Bisogna dare atto a Silvio Berlusconi di aver compiuto un capolavoro. Malefico, ma un capolavoro. Va anche detto che non ha trovato molti contrasti, da un’opposizione parlamentare edulcorata a un presidente della Repubblica timorosissimo. Ma resta la sostanza del primo via libera parlamentare a un decreto sicurezza che mette insieme il danno e la beffa: il danno di misure repressive e a-costituzionali (ronde militari, espulsioni a pioggia, immigrazione concepita come pericolo sociale) con la beffa dell’impunibilità personale del premier spacciata come operazione di pubblica sicurezza.

Il capolavoro di Berlusconi consiste nell’aver creato (con la complicità di tv e giornali, e non solo quelli di proprietà) una doppia emergenza - pubblica e privata - su cui far passare un apparato di norme per cui i presidenti dei tribunali dovrebbero smontare dai loro tavoli quella vecchia scritta che recita «la legge è uguale per tutti». Di più. Il premier è riuscito a catalizzare su di sé (e sui provvedimenti che lo riguardano) tutte le attenzioni mediatiche e politiche del decreto sicurezza, facendo passare in secondo piano le misure altrettanto gravi che riguardano il resto degli umani. In questo modo l’opposizione parlamentare è rimasta ancora una volta vittima di un antiberlusconismo superficiale, tutto legato al Berlusconi-persona e del tutto scollegato al Berlusconi-soggetto politico.

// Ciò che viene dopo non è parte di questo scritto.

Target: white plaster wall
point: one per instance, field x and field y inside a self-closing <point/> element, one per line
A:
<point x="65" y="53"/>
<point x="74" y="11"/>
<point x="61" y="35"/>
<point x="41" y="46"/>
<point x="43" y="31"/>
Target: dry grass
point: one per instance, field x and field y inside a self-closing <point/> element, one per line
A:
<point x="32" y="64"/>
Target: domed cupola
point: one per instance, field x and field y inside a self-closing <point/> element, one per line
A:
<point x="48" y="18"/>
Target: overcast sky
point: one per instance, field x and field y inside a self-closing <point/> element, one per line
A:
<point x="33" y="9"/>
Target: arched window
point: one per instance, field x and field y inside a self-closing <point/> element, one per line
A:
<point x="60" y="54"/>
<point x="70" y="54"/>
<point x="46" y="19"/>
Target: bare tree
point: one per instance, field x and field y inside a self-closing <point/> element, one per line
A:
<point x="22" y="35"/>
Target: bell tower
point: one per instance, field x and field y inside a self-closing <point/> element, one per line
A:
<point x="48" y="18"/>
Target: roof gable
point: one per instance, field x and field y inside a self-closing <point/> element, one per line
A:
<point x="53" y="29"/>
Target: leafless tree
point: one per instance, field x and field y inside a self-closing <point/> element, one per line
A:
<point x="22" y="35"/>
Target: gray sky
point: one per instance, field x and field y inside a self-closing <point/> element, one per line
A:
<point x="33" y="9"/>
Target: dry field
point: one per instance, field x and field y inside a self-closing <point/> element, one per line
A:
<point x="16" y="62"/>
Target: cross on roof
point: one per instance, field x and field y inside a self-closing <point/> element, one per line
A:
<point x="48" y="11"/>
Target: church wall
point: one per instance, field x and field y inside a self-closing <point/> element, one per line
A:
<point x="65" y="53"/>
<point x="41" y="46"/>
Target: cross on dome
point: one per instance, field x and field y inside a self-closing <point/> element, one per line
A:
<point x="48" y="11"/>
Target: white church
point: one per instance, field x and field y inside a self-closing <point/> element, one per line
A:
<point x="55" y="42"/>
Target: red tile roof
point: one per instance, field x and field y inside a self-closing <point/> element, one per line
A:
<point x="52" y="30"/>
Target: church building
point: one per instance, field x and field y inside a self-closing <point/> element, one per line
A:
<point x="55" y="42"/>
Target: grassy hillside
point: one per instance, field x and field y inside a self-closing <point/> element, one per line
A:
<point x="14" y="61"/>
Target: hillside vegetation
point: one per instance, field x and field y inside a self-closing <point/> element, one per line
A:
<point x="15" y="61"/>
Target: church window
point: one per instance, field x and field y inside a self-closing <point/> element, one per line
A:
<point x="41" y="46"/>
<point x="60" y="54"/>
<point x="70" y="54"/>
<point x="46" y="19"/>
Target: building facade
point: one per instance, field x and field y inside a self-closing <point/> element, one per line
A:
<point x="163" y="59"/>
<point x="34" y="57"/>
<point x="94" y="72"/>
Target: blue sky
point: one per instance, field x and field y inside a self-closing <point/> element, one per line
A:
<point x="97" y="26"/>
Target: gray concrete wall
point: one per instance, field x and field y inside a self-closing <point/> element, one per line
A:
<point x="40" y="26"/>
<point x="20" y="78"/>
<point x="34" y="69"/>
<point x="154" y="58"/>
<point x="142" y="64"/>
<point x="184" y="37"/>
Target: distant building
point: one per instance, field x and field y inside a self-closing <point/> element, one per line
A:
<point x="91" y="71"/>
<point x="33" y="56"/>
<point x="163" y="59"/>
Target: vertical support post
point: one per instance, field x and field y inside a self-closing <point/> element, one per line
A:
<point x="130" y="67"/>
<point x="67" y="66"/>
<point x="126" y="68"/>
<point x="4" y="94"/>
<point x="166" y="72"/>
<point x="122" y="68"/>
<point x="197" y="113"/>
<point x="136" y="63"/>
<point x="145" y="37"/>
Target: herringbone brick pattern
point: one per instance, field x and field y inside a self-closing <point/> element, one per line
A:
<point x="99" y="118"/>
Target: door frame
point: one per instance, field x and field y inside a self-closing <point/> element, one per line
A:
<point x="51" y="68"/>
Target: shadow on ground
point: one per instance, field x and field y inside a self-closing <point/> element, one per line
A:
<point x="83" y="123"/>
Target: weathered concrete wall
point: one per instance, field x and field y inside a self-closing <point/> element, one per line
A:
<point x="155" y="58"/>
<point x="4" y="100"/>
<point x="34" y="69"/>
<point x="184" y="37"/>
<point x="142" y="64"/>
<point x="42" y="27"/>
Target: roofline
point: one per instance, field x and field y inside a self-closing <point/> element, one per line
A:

Il guaio è che sembra essere passata la logica di scambio che il premier ha proposto all’opinione pubblica: «Io vi garantisco la sicurezza di strada e voi mi concedete l’immunità personale». Un po’ come accadeva per l’antico istituto della dittatura romana: pieni poteri al dux di fronte al nemico che bussa alle porte. Non importa che il nemico sia una creazione ideologica, né che le misure securitarie proposte servano a nulla, quel che conta è l’opinione comune che si viene a creare e i benefici effetti che il «dittatore» ne trarrà. Siano essi quelli dei processi cancellati votati dal senato (soluzione tirannico-personale) o quelli di un novello lodo Schifani per l’immunità temporanea offerta alle alte cariche dello stato (soluzione oligarchico-castale).

Rimediare a un simile disastro non sarà facile. Servirebbe una mobilitazione non ridotta a testimonianza di pochi, una politica capace di ammettere i propri errori, un’informazione non asservita, una cultura capace di una comunicazione non elitaria. O, almeno, un segnale, un gesto di coraggio che dall’alto di un Colle dica «siamo una repubblica democratica, non una tirannia né un’oligarchia». O è pretendere troppo?